By the Chronicle Editorial Board, Bozeman Daily Chronicle
A Gallatin County judge has ordered the state Department of Environmental Quality back to the drawing board before it renews a wastewater discharge permit for the Lazy J South, a residential and commercial development in Big Sky.
Anyone who cares about the welfare of the Gallatin River should welcome the court’s ruling.
DEQ had renewed the permit after concluding the Lazy J sewage treatment facility did not contribute significant changes to groundwater quality. But Judge Peter Ohman found the agency did not consider the cumulative effects of all pollution sources as required by state law.
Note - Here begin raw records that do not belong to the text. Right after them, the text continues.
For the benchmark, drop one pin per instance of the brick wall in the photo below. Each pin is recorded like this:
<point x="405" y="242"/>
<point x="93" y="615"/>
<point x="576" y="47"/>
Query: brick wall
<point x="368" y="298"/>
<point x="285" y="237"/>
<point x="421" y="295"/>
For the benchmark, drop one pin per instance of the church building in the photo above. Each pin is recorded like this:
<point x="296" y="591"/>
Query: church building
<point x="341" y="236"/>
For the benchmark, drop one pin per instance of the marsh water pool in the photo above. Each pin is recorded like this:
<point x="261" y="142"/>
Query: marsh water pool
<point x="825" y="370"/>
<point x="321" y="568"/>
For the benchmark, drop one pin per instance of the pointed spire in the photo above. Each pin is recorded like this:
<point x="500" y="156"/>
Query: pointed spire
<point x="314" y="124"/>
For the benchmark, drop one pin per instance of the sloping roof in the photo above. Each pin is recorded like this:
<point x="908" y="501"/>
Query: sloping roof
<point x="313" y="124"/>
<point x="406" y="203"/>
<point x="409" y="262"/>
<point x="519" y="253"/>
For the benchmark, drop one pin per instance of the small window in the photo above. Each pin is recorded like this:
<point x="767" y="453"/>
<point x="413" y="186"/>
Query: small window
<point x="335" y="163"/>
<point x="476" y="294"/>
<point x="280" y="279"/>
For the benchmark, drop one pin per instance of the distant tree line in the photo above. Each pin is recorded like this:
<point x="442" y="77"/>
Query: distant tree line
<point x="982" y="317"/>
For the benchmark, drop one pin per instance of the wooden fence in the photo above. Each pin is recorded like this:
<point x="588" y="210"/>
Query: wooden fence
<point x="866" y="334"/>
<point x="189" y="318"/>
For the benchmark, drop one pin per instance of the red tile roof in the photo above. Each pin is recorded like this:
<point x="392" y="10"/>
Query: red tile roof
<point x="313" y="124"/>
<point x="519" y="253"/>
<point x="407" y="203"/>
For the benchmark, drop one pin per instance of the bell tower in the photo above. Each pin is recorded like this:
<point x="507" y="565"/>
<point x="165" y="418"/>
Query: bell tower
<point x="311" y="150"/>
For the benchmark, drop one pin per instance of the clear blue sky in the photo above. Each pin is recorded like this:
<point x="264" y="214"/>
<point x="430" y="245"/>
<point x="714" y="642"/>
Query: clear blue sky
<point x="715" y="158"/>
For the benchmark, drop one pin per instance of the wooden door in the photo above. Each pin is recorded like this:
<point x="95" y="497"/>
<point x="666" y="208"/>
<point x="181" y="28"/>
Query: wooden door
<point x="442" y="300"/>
The Gallatin River is the poster child of what cumulative effects can do to a waterway. Decades of rapid — and now accelerating — development have led to high nutrient levels that have caused algae blooms in recent years. And those blooms threaten aquatic life in the river. Upper Missouri Waterkeeper Executive Director Guy Alsentzer characterized the deterioration of the river’s quality as “death by a thousand cuts.”
The Lazy J’s discharge may not contribute much additional pollution to the water. But continue to allow a whole lot of developments to put a little bit in the water and it adds up. Taken in total, all these discharges are clearly harming the river. The DEQ designated the Gallatin as “impaired” this past summer in response to the blooms.